This time last year, I purchased a couch from the internet for the third time in my life, firmly operating from the “third time lucky” perspective. It arrived with two men who told me it was too big for the doorway.
I suggested we unbox it outside because it was definitely the box that was making it too big. One of the men told me they couldn’t take it back if I damaged the box.
“You’re not taking that back,” I told them. “It’s coming inside.”
And it did.
“It’s not going down that hallway,” one of them said. Yes, it is. Just push it.
So close.
The two men looked back and forth at each other and then at me. Bitch, this couch is too big for your house, give up. They didn’t have to say it.
“It’s going in this room,” I said. “Let’s try standing it up.”
“We’re not pushing it through that door. It will take the doorframe off.”
I grabbed the top of the couch and pulled it towards me. They weren’t going to take it back, and I wasn’t about to have a couch left wedged between my living room and stairs.
Success. Doorframe intact.
Nothing is impossible.
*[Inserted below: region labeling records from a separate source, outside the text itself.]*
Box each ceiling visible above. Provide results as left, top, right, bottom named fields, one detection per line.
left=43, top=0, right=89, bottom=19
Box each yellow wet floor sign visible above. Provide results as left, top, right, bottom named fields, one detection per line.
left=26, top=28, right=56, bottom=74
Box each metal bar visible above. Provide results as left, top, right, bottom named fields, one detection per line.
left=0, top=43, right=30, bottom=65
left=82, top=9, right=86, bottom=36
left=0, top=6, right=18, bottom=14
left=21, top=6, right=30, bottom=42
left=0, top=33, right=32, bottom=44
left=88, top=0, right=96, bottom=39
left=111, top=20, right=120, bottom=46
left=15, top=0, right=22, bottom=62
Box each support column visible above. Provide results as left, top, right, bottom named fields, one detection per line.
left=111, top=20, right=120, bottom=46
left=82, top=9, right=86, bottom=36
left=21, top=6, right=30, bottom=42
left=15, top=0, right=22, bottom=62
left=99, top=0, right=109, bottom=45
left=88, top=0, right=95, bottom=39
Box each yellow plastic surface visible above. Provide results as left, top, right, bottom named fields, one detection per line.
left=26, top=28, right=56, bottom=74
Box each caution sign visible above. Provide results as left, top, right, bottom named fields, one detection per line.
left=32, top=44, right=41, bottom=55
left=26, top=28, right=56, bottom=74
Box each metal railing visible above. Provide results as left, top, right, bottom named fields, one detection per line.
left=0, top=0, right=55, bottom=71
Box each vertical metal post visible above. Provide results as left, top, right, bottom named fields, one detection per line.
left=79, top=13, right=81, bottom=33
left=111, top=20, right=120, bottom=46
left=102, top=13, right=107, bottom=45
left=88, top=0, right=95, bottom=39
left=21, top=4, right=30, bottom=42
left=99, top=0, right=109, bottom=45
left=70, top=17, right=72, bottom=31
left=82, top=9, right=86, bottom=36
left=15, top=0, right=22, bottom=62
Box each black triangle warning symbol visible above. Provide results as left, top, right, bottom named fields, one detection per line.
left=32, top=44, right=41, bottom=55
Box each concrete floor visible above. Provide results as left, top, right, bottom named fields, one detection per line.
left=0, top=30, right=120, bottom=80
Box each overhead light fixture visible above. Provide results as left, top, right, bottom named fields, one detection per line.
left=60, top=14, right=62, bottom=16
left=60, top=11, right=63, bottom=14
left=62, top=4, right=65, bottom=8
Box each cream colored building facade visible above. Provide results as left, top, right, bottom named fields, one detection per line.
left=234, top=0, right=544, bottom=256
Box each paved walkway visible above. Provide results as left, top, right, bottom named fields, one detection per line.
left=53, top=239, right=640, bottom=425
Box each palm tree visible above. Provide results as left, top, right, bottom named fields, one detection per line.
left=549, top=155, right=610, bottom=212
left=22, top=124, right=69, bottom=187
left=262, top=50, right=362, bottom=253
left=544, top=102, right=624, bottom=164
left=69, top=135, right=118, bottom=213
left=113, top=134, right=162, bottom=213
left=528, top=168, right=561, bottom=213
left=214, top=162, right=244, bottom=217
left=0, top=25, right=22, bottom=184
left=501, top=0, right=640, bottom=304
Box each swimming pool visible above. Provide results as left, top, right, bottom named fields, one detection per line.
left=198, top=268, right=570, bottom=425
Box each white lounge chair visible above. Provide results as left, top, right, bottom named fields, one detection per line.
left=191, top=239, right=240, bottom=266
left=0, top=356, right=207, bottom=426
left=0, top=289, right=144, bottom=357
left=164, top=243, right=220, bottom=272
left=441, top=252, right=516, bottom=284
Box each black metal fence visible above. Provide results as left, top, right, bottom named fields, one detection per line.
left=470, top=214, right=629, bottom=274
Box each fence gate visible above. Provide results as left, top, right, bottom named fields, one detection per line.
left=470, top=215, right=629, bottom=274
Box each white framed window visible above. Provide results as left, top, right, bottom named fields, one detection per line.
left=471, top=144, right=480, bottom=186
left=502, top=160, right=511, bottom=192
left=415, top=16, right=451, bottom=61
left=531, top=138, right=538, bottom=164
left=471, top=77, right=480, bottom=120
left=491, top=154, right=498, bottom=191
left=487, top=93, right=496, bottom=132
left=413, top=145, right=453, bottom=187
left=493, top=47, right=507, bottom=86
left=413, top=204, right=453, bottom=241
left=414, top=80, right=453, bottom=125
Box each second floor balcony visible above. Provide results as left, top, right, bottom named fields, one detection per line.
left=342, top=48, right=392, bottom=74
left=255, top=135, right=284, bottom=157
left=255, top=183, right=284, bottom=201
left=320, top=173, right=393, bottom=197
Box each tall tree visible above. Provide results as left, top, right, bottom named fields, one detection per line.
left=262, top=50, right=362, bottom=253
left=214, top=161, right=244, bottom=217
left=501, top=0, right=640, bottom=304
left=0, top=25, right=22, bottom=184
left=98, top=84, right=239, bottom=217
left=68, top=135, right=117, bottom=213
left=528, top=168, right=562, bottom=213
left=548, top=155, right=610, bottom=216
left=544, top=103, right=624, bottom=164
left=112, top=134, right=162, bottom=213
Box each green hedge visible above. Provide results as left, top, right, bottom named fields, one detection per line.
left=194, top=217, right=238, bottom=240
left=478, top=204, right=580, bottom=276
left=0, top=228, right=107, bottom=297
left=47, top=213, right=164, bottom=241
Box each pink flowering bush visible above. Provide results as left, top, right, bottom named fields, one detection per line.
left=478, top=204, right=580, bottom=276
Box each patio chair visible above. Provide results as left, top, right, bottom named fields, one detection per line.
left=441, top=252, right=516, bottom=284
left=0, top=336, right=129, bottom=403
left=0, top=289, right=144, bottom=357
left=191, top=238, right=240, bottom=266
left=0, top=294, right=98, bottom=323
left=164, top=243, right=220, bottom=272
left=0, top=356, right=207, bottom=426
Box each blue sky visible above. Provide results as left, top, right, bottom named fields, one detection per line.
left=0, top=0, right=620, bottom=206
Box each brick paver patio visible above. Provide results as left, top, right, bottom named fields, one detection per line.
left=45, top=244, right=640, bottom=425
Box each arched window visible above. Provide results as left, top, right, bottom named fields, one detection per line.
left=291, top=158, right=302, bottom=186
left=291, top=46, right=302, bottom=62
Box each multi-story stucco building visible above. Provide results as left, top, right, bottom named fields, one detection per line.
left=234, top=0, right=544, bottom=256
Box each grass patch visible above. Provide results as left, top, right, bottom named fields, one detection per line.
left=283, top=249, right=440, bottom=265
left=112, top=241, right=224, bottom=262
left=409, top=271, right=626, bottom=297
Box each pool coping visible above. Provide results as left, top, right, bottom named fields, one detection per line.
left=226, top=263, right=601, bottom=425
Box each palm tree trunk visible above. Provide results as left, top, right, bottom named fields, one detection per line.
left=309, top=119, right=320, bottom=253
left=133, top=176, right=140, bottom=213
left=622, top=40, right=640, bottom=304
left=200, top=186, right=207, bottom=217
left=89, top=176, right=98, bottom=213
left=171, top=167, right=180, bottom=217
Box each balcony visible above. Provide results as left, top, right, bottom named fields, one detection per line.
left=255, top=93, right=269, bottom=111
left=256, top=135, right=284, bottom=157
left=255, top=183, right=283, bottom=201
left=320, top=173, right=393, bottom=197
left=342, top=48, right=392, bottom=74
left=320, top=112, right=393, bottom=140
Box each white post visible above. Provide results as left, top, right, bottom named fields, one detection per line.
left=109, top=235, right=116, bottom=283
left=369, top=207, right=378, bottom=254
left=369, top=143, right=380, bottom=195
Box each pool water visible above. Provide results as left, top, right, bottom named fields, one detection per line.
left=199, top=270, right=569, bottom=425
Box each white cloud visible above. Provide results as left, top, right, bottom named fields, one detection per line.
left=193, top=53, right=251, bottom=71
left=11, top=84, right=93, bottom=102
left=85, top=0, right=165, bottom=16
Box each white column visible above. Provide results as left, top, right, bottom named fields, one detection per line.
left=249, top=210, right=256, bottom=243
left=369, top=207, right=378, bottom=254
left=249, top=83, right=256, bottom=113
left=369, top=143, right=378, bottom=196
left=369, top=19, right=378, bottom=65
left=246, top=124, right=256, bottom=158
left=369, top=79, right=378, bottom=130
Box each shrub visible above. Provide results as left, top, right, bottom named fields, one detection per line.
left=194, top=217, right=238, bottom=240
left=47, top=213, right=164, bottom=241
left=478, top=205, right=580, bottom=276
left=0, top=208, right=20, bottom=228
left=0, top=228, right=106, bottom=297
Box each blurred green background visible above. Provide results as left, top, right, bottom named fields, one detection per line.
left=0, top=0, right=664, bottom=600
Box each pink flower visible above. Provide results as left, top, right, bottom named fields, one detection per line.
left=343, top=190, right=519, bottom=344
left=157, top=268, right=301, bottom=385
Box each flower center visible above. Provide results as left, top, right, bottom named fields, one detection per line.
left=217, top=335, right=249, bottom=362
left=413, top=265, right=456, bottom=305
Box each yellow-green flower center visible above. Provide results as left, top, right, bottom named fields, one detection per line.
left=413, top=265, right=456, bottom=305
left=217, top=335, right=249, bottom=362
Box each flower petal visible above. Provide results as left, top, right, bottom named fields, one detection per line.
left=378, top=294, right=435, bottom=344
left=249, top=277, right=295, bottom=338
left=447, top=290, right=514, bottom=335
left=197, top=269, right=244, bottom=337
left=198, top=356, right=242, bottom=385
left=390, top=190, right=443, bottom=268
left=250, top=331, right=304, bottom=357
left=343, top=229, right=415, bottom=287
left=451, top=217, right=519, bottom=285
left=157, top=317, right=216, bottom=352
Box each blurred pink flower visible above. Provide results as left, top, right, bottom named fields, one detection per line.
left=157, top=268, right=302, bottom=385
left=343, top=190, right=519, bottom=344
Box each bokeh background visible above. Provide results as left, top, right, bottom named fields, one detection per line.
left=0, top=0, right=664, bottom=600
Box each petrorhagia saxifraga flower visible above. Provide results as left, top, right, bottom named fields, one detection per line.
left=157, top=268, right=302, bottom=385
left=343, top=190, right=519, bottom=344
Massive things can fit through tiny spaces. I already knew this from the loose mouse that went under the 1 mm space under the door and out of the animal room in my former workplace. A blind mouse, at that. Took forever to find it.
Now the couch was in the room and I knew how heavy it was from wrangling it in there, I didn’t feel like putting the legs on it. (When I say heavy, I mean this couch feels like it has two elephants inside it.) So I placed it directly onto the carpet and threw the legs in a drawer.
It didn’t need the legs. It looked nice.
It felt like sitting on one of those bus shelter seats that seem like they’re designed to push you off them. Awkward angle. Cushions fall off. Uncomfortable. Badly designed.
Over the past year, every time I have sat on this couch, I’ve thought about replacing it, usually opting to sit on one of the armchairs instead because those don’t hurt my back. The only thing that’s stopped me replacing this oversized green velvet ornament is the thought of getting it back out of the room. What goes up must come down, but what goes in does not necessarily come out. There’s a magnetic stirrer lodged down the pipes of an Indianapolis lab sink to prove that (which went down there approximately 20 seconds after I told someone else to stop pouring the stirrers down the drain.)
Earlier this week, I was searching for something in the kitchen drawers (what? I don’t remember, nor did I find it) and came across the couch legs. Might as well put these on now that I’m in the middle of another task.
The legs that couch didn’t need miraculously fixed the awkward angle. The cushions stayed on. Something about not having it placed directly on the floor made it softer and wider. Its new height allowed me to get off it without any sciatic nerve complaints.
Three minutes.
It took three minutes to put those legs on.
Three minutes of time that I could have used last June to prevent a year of bitching about a badly designed couch that I had “redesigned” and used in an incomplete state without even once considering that the problem… might not have been the couch.
I titled this “Things I Learned From My Couch” thinking I would continue from this point and outline exactly what it was that I learned, but I don’t think I have to.
You know.
Especially if you have a minor inconvenience in your house that you’ve been neglecting for months or years. Maybe this will be the weekend you’ll do something about that.
I’ll be on my couch.
I think they recovered that stir bar when they started the new building next door.